I think the main issue is, when I got home, jokes were made at my expense. Calling me blonde because I got the foods mixed up. If I weren't already so on edge around you, maybe I could have laughed along with you. But instead it felt more like you were laughing at me. And just the other night you claimed we shouldn't talk and that you're not comfortable around me. And I heard the follow up when I didn't give you the response You wanted, "I guess someone can't take a joke". I heard you. But you want to joke with me? I can not handle this back and forth. I've been doing my part. I've stayed away. I've tried to stay alone so you have "your people" all to yourself. I wasn't going to say anything to anyone about playing with my ritual knife. I wasn't going to tell anyone about wanting to run it down my arm. I wasn't going to say anything about part of me wanting to plunge it through my gut. I wasn't going to tell anyone that I had nightmares about actually following through with it. I don't want the attention like you do. And I don't want to stand in your way.
I don't want to worry anyone. To do that, I keep my mask on. I play the part and it's like I am fine. It's like I'm actually happy. No one has to worry. No one has to suspect... However, I did tell them. I told them most of it. I told them my thoughts. I told them most of it. For safety reasons alone. I don't want the attention you hope to get. I want to actually get help and fix my mental health, not find loopholes so a professional isn't sought out. I actually want to be better. I can't let myself be brought so low by someone who doesn't see their own faults. I need to stay strong...

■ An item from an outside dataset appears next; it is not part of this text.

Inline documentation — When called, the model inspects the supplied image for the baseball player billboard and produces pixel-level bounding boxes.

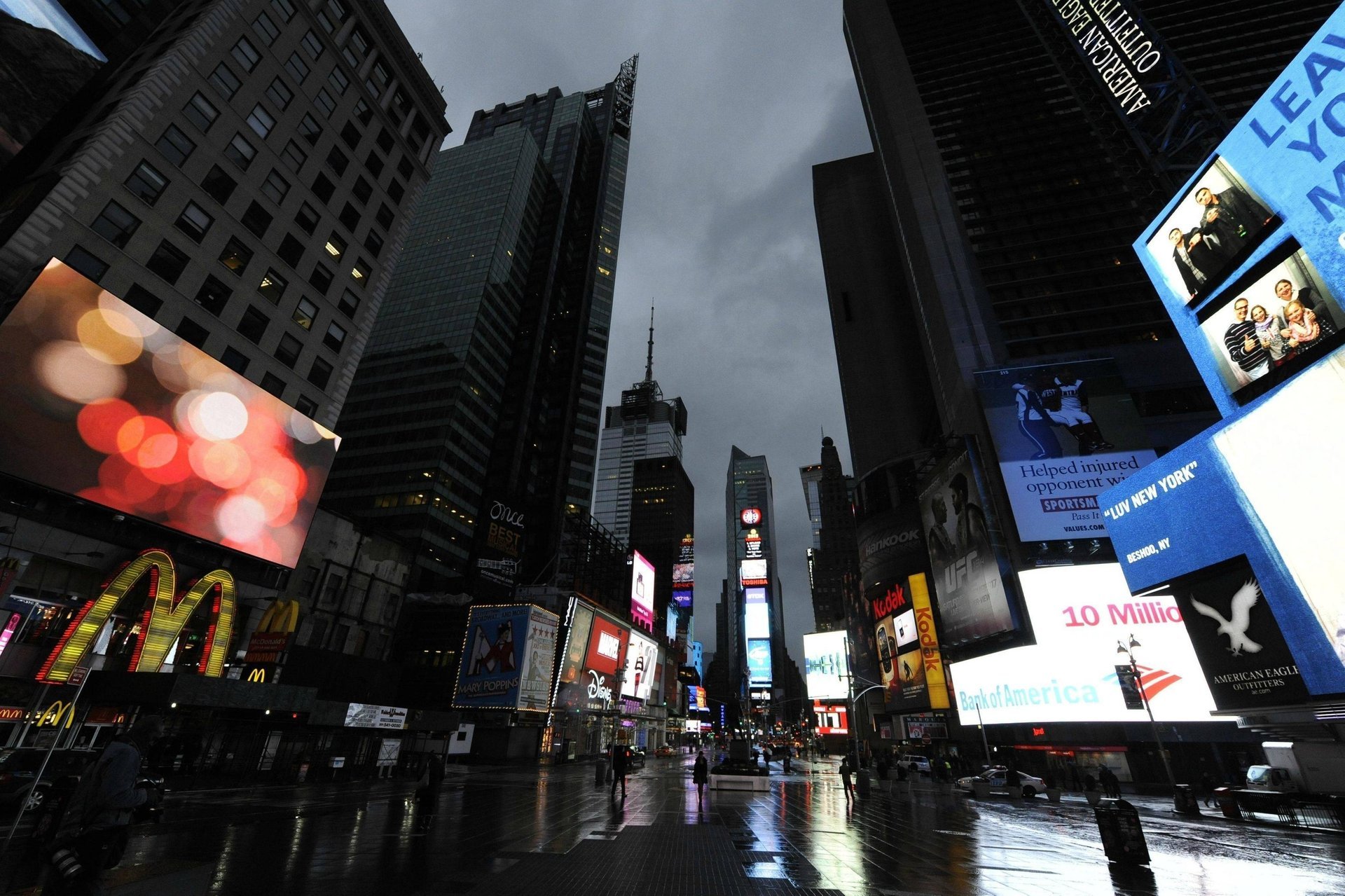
[977,358,1157,541]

But another day down where everything is technically fine. I mean, today was better throughout the day because I was out and about with someone who did everything he could to keep me smiling and comfortable. And now I am sitting here wishing for... well nothing good. I slept last night, but I woke exhausted again. I kept my mask in place today and also felt happy for the most part. But I am still struggling to hang on. I hate it. I hate it so damn much. I just want to live somewhere and for once feel absolutely comfortable and not like a goddamn target. But it was a good day. Right?